I found enough voice to answer. ‘Oh, exams. Just finished.’

‘They go OK?’

‘I think so.’

‘Anything else?’ His eyes search my face and I don’t know why.

‘I suppose I’ve been getting into the loop again. Getting out more. I made some new friends and I see a lot of Beth and Max.’

‘They still together?’

I nod.

So does he. ‘That’s good. They’re all right, those two.’ He pauses and watches a mallard flap out of the water and waddle along the opposite bank. ‘And you? You seeing anyone?’

I shake my head, but he’s still staring at the duck and he doesn’t see me. ‘No.’

‘Oh.’ And he keeps looking at that duck. ‘You got my card, didn’t you?’

‘Yes.’ I want to ask . . . it takes me a while, but . . . ‘What about you? Are you?’

‘Nope. Haven’t wanted to.’

A dragonfly buzzes low over the water and it’s my turn to stare out over the canal.

‘I got my job back,’ he says, facing me again now I’m not looking at him. ‘At the marina. Once we got our new place, I went down there. Pete took me on and he’s got me on a day-release thing at college to learn the electrical stuff. Bill’s getting a bit stiff with arthritis and they could do with another pair of hands for the heavy work. It’s a bit of a trek – our house is about twenty miles from here – but Cole bought me the bike.
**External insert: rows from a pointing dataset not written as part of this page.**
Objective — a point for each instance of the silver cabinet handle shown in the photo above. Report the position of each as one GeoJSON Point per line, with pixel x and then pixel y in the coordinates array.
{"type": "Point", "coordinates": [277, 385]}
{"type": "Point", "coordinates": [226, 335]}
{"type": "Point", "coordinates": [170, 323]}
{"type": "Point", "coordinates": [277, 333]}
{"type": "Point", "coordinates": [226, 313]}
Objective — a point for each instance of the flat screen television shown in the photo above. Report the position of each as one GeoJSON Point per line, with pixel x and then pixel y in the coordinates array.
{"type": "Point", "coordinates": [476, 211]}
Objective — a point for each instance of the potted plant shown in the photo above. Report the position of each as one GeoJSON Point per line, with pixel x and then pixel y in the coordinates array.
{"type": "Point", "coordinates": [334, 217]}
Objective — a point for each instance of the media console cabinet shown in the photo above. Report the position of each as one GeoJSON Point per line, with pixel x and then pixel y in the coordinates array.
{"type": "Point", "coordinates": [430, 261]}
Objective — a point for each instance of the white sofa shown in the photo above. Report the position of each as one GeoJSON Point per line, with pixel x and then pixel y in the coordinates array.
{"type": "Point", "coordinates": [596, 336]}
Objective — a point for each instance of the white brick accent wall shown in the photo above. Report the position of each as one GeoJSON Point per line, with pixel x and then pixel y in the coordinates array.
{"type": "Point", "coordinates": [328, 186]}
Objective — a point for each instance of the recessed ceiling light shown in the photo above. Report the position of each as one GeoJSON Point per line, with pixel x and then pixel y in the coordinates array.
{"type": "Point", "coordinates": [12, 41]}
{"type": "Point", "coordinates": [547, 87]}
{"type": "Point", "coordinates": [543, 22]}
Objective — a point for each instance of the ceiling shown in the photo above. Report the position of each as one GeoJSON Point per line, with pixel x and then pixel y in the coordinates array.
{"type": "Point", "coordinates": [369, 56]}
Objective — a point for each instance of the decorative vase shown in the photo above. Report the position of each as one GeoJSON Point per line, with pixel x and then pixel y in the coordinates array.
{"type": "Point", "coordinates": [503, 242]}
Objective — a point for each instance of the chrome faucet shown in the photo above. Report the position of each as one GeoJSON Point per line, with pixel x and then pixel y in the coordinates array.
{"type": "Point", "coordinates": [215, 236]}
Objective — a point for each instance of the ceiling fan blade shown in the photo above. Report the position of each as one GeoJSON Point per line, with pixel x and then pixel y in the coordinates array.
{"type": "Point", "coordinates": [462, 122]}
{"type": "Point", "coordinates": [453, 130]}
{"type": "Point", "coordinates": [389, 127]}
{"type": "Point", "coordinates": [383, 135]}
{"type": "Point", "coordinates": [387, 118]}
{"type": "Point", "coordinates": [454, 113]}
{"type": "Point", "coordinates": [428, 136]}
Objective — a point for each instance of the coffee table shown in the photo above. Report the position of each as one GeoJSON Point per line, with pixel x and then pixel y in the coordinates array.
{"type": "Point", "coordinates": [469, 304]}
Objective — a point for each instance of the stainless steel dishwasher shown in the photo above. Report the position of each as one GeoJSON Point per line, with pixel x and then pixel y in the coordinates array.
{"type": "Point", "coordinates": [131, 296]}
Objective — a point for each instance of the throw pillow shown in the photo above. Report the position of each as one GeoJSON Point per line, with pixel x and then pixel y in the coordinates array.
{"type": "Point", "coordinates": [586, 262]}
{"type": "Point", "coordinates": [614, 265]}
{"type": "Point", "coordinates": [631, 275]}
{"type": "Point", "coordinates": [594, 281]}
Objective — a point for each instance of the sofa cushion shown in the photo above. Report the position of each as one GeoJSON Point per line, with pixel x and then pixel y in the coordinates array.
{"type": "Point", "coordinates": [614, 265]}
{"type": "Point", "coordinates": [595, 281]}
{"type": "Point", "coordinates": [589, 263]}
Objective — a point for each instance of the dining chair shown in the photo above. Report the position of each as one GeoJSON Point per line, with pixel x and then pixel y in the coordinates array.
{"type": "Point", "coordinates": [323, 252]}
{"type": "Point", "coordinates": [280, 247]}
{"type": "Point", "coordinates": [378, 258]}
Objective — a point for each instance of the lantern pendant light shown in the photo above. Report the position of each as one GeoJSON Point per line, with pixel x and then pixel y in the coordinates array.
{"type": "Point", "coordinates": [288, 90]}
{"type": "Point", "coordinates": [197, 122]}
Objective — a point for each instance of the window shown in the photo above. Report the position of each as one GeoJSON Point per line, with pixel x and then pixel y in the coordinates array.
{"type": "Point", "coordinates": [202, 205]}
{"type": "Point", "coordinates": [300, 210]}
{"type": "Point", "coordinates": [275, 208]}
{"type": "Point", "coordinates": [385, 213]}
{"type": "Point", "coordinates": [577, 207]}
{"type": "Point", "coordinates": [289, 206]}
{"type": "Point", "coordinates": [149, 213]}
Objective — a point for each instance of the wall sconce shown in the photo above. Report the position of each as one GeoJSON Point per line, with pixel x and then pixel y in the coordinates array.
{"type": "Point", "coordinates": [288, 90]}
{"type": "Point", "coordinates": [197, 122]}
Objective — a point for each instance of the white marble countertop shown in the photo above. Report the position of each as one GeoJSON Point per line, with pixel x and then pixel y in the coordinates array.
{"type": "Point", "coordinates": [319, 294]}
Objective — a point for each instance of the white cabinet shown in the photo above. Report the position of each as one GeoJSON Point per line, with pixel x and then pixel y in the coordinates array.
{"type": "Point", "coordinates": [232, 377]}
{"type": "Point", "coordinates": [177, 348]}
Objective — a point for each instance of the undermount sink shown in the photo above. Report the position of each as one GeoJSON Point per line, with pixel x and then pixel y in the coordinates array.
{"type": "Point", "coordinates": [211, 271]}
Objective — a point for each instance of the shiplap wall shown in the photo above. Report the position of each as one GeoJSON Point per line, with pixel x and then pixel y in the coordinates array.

I started back there last week.’

I draw my breath in.

‘Oh, and I forgot. Mum and Cole are trying for a baby. She reckons it might not happen. Says she’s probably too old, but Cole says you never know and it’s worth a shot. Be good if they do have a kid. He’s a great dad.’

Ryan touches my hand like a cat pats for attention, light, a brush and no more. I drag my eyes back to him.

‘When I said goodbye, there was something I wanted to say, but I didn’t. Because I didn’t think it could happen and it wouldn’t have been fair.’